A key aspect of any culture is that it is dynamic: Culture continually changes and is influenced both by people's beliefs and the demands of their environment (Lopez & Guarnaccia, 2000). Immigrants from different parts of the world arrive in the United States with their own culture but gradually begin to adapt. The term "acculturation" refers to the socialization process by which minority groups gradually learn and adopt selective elements of the dominant culture. Yet that dominant culture is itself transformed by its interaction with minority groups. And, to make matters more complex, the immigrant group may form its own culture, distinct from both its country of origin and the dominant culture. The Chinatowns of major cities in the United States often exemplify the blending of Chinese traditions and an American context.

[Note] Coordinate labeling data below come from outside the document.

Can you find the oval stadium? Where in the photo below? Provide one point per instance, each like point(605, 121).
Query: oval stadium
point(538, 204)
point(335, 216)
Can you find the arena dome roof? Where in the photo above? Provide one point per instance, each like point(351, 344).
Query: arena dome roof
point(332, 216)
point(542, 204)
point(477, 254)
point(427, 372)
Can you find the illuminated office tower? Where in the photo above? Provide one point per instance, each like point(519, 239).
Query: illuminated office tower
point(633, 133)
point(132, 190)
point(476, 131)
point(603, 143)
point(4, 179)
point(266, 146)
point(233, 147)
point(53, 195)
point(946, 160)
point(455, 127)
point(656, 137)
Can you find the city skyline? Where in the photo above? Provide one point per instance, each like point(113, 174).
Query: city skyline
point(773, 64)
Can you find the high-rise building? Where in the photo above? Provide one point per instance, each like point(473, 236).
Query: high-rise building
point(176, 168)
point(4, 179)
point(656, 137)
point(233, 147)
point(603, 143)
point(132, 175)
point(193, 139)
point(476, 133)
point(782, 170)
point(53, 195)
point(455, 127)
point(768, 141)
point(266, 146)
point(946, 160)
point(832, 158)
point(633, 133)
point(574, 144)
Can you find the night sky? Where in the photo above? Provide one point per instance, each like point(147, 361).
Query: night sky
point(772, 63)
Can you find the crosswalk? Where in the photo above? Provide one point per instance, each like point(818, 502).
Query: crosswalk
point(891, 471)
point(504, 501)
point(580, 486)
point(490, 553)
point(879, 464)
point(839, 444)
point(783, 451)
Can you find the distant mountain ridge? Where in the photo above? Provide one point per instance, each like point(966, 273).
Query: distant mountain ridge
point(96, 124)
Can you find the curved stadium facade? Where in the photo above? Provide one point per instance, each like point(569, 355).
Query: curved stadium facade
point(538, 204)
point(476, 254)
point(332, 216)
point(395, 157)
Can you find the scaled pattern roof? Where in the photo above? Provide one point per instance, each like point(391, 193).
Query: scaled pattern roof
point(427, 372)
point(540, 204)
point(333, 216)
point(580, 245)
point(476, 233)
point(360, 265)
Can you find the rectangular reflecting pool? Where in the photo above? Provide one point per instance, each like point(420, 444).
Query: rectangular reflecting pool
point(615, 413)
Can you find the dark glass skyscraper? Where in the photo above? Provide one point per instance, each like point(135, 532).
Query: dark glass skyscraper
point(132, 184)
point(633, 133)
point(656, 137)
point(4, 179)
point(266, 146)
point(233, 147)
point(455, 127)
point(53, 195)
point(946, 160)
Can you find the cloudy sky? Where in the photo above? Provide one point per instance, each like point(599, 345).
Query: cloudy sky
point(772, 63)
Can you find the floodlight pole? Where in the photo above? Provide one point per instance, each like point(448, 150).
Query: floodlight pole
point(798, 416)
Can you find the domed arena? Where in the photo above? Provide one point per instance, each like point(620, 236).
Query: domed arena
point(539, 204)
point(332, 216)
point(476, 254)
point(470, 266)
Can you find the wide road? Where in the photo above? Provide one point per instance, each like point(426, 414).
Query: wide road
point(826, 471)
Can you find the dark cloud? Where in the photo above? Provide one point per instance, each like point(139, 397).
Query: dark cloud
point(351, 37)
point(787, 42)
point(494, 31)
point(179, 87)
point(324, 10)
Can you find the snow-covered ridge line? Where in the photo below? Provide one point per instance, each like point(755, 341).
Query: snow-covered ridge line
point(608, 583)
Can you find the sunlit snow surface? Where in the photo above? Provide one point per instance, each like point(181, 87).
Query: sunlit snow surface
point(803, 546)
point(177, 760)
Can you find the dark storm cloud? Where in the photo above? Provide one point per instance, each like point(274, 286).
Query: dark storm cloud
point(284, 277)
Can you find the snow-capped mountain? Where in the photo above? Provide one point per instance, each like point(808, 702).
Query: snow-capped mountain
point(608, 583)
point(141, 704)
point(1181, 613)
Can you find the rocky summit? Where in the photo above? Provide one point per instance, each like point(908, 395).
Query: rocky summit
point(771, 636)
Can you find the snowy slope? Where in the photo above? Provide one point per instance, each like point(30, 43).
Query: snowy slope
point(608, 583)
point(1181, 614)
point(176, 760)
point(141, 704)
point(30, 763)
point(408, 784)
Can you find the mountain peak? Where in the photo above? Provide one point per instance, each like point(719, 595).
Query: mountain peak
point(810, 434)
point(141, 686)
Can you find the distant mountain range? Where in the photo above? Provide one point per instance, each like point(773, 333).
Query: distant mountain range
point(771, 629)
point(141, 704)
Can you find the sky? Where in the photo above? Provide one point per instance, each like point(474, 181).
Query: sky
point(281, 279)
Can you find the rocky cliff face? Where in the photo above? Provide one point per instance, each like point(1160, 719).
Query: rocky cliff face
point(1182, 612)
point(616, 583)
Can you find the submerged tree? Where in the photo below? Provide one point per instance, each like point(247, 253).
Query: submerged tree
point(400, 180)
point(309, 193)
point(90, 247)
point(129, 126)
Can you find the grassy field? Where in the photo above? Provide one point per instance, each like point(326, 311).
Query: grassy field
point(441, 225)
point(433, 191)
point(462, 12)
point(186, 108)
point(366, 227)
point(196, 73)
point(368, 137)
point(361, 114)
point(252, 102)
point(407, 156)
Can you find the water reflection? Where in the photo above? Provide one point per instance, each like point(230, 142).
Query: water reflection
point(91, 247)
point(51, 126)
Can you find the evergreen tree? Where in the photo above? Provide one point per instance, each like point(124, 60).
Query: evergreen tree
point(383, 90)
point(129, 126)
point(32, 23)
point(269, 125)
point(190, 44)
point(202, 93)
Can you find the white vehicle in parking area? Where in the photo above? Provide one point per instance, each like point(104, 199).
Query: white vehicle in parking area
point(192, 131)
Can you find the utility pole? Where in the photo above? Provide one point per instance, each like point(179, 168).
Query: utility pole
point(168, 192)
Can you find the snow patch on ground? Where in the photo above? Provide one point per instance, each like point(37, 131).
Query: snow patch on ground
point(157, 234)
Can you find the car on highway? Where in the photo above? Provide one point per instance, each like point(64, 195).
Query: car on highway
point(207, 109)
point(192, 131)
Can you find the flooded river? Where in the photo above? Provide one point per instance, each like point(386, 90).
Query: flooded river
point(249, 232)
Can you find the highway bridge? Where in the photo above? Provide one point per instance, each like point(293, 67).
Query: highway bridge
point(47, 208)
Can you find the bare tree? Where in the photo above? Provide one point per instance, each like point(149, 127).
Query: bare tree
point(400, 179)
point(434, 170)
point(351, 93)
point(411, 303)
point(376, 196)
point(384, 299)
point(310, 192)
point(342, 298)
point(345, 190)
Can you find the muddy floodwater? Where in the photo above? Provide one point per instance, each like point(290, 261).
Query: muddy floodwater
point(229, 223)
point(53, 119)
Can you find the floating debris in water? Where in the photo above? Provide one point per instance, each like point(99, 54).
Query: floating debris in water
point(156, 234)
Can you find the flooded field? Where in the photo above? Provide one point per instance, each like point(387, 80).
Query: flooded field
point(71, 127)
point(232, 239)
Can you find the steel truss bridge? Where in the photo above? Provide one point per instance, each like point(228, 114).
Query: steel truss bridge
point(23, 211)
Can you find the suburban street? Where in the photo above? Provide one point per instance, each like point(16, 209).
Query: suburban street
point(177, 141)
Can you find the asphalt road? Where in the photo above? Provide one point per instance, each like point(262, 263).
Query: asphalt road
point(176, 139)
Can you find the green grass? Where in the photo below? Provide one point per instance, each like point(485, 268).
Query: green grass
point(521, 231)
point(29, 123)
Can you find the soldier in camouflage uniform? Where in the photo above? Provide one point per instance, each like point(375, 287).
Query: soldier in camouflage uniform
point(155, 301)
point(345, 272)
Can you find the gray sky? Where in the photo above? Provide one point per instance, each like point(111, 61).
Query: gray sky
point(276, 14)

The dominant culture for much of U.S. history has centered on the beliefs, norms, and values of white Americans of Judeo-Christian origin, but today's America is much more multicultural in character. Still, its societal institutions, including those that educate and train mental health professionals, have been shaped by white American culture and, in a broader characterization, Western culture. That cultural legacy has left its imprint on how mental health professionals respond to patients in all facets of care, beginning with their very first encounter, the diagnostic interview.

Diagnosis and Culture

Western medicine has become a cornerstone of health worldwide because it is based on evidence from scientific research. A hallmark of Western medicine is its reliance on accurate diagnosis, the identification and classification of disease. An accurate diagnosis dictates the type of treatment and supportive care, and it sheds light on prognosis and course of illness. The diagnosis of a mental disorder is arguably more difficult than diagnoses in other areas of medicine and health because there are usually no definitive lesions (pathological abnormalities) or laboratory tests. Rather, a diagnosis depends on a pattern, or clustering, of symptoms (i.e., subjective complaints), observable signs, and behavior associated with distress or disability. Disability is impairment in one or more areas of functioning at home, work, school, or in the community (American Psychiatric Association [APA], 1994).

The formal diagnosis of a mental disorder is made by a clinician and hinges upon three components: a patient's description of the nature, intensity, and duration of symptoms; signs from a mental status examination; and a clinician's observation and interpretation of the patient's behavior, including functional impairment. The final diagnosis rests on the clinician's judgment about whether the patient's signs, symptom patterns, and impairments of functioning meet the criteria for a given diagnosis. The American Psychiatric Association sets forth those diagnostic criteria in a standard manual known as the Diagnostic and Statistical Manual of Mental Disorders. This is the most widely used classification system, both nationally and internationally, for teaching, research, and clinical practice (Maser et al., 1991).

Mental disorders are found worldwide. Schizophrenia, bipolar disorder, panic disorder, and depression have similar symptom profiles across several continents (Weissman et al., 1994, 1996, 1997, 1998). Yet diagnosis can be extremely challenging, even to the most gifted clinicians, because the manifestations of mental disorders and other physical disorders vary with age, gender, race, ethnicity, and culture. Take some of the symptoms of depression - persistent sadness or despair, hopelessness, social withdrawal - and imagine the difficulty of communication and interpretation within a culture, much less from one culture to another. The challenge rests not only with the patient, but also with the clinician, as well as with their dynamic interactions. Patients from one culture may manifest and communicate symptoms in a way poorly understood in the culture of the clinician. Consider that words such as "depressed" and "anxious" are absent from the languages of some American Indians and Alaska Natives (Manson et al., 1985). However, this does not preclude them from having depression or anxiety.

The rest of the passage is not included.